On the plus side, all of these skills can be acquired through shadowing your colleagues and bosses whom you admire, and listening to experts, as well as some self-reflection.
“As a leader it’s important to reflect on one’s experiences to date. Consider when you’ve enjoyed leadership the most, when you’ve been the most effective as a leader, and other patterns. A lot of leadership is about connecting and sharing with others and hearing their stories,” Paterson says.
Take a lesson
For political agility, the simplest way of thinking about politics is knowing who the decision-makers are, understanding internal decision-making processes and ensuring you understand enough about the process in order to follow it.
There may be other layers to dig through, but in general once you can identify who it is that you need to influence and what you want them to think, feel and then take action on, then you’re on the right track to positively influence.
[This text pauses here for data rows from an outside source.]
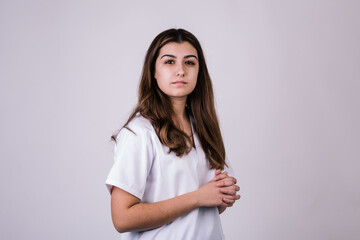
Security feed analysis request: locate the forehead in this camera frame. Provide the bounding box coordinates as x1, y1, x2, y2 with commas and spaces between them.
158, 41, 198, 57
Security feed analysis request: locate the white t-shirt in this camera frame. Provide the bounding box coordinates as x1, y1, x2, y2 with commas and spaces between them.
106, 114, 234, 240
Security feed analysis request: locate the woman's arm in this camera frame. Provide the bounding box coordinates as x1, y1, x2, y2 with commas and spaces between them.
111, 178, 240, 233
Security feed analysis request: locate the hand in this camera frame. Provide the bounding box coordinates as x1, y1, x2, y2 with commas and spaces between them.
213, 170, 240, 207
196, 178, 234, 208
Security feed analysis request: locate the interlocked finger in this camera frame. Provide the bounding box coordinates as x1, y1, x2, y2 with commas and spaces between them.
222, 197, 236, 204
216, 179, 237, 187
220, 185, 240, 195
213, 172, 228, 181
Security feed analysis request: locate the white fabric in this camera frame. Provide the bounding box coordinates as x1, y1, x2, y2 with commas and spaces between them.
105, 114, 234, 240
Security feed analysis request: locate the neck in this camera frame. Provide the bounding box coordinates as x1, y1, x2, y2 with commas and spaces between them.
170, 97, 187, 123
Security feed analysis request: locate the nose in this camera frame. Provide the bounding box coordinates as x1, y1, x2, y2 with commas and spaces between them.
177, 64, 185, 77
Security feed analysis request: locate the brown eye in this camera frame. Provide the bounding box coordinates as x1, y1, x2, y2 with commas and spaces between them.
165, 60, 175, 64
185, 61, 195, 65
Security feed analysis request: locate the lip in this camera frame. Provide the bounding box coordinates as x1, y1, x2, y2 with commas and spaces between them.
172, 81, 187, 84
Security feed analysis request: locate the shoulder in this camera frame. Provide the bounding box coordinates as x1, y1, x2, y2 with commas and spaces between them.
126, 114, 154, 134
115, 114, 154, 142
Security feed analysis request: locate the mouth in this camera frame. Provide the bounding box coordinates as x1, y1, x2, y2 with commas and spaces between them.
172, 81, 187, 85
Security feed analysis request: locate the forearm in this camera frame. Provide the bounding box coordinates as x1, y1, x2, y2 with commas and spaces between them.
218, 206, 227, 214
111, 175, 239, 233
114, 190, 199, 233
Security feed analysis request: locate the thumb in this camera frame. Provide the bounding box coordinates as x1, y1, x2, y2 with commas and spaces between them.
212, 169, 222, 180
215, 169, 222, 176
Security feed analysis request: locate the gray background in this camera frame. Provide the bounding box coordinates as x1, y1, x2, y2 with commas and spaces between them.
1, 0, 359, 239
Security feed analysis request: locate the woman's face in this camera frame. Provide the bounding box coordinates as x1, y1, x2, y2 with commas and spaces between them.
154, 41, 199, 102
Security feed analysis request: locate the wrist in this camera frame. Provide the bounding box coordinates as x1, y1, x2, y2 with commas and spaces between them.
189, 190, 201, 208
218, 205, 227, 214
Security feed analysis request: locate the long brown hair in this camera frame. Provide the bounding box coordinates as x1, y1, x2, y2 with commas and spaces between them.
112, 28, 227, 170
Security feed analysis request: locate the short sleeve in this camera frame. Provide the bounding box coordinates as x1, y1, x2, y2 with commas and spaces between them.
105, 122, 154, 200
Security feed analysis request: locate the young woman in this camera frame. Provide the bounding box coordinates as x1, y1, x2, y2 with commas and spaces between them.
106, 28, 240, 239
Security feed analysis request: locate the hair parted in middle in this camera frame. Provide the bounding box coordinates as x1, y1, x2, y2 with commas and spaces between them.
113, 28, 227, 170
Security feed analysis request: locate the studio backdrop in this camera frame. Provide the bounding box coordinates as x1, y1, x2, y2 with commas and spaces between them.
0, 0, 359, 239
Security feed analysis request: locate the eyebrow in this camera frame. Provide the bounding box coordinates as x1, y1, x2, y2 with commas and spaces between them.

Lessons from the now classic self-help book ‘How to Win Friends and Influence People’ by Dale Carnegie, first published in 1936, stand the test of time. Carnegie’s main message from the book emphasises building positive relationships through empathy, genuine interest and avoiding criticism, while also highlighting the importance of praise, listening and remembering names.
Another facet of influencing is indirect influencing. If you don’t have a relationship with a certain person but another colleague does, then asking them to influence on your behalf can also be effective.
“For some people that might seem Machiavellian. It depends. If you could say that what you are trying to make happen is good for customers, good for the organisation and good for the people involved, then actually the end justifies the means and that’s absolutely fine.
“Now, if you’re doing it to advance your own agenda at the expense of someone else’s, and it’s potentially going to do the organisation harm and not in the customer’s best interest, then yes, Machiavelli is at play,” Paterson says.
Critically, though, influencing can and perhaps ought to be a more ordinary day-to-day task, where finance professionals are business partnering and developing relationships with regular dialogue and sound advice.